My prediction is that if you put a group of skilled physicists in a room, first, it’s not even sure they would find that many people motivated in this reference class, and I don’t think the few who would be motivated would produce good-quality work.
For the ML4Good bootcamps, the scoring system reflects this insight. We use multiple indicators and don’t rely solely on pure IQ to select participants, because there is little correlation between pure high IQ and long term quality production.
I believe the biggest mistake in the field is trying to solve “Alignment” rather than focusing on reducing catastrophic AI risks. Alignment is a confused paradigm; it’s a conflationary alliance term that has sedimented over the years. It’s often unclear what people mean when they talk about it: Safety isn’t safety without a social model.
Think about what has been most productive in reducing AI risks so far? My short list would be:
The proposed SB 1047 legislation.
The short statement on AI risks
Frontier AI Safety Commitments, AI Seoul Summit 2024, to encourage labs to publish their responsible scaling policies.
Scary demonstrations to showcase toy models of deception, fake alignment, etc, and to create more scientific consensus, which is very very needed
As a result, the field of “Risk Management” is more fundamental for reducing AI risks than “AI Alignment.” In my view, the theoretical parts of the alignment field have contributed far less to reducing existential risks than the responsible scaling policies or the draft of the EU AI Act’s Code of Practice for General Purpose AI Systems, which is currently not too far from being the state-of-the-art for AI risk management.

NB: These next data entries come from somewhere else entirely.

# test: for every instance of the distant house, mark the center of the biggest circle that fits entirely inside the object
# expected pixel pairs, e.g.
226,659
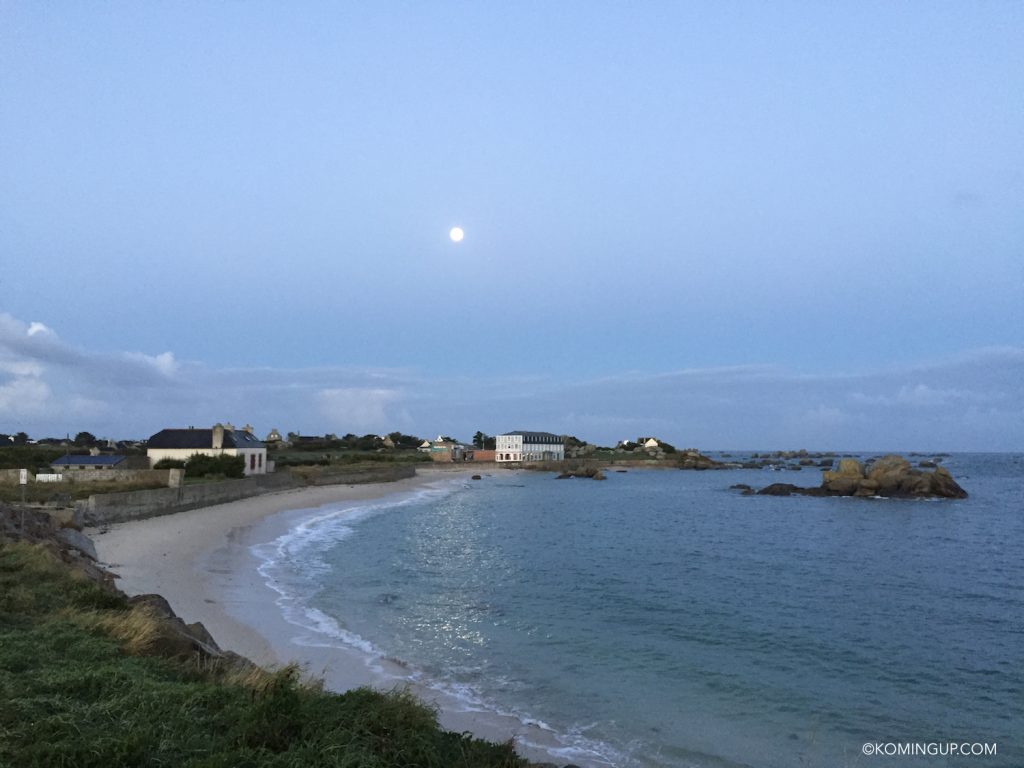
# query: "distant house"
180,444
443,450
528,446
88,462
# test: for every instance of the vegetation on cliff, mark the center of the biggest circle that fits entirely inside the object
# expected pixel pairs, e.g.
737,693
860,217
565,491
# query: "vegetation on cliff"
81,688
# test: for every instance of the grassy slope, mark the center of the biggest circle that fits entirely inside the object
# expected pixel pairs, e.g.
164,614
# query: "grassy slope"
78,690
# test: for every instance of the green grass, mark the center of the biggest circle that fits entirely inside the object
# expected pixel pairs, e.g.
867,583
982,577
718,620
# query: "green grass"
75,695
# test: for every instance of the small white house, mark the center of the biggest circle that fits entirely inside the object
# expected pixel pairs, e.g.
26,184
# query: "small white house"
180,444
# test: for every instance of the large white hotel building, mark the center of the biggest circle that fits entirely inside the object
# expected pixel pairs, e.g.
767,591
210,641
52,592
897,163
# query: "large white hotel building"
528,446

Obviously, it’s still incomplete, but that’s the direction that is I think most productive today.
Related, The Swiss cheese model of safety is underappreciated in the field. This model has worked across other industries and seems to be what works for the only general intelligence we know: humans. Humans use a mixture of strategies for safety we could imitate for AI safety (see this draft). However, the agent foundations community seems to be completely neglecting this.
I agree with claim 2-3 but not with claim 1
I think « random physicist » is not super fair, it looks like from his stand point he indeed met physicist willing to do « alignment » research, and had backgrounds in research and developping theory
We didn’t find Phd student to work on alignment but also we didn’t try (at least not cesia / effisciences)
Its true that most of the people we find that wanted to work on the problem were the motivated ones, but from the point of view of the alignment problem still recruiting them could be a mistake (saturating the field etc)
What do you think of my point about Scott Aaronson? Also, since you agree with points 2 and 3, it seems that you also think that the most useful work from last year didn’t require advanced physics, so isn’t this a contradiction with you disagreing with point 1?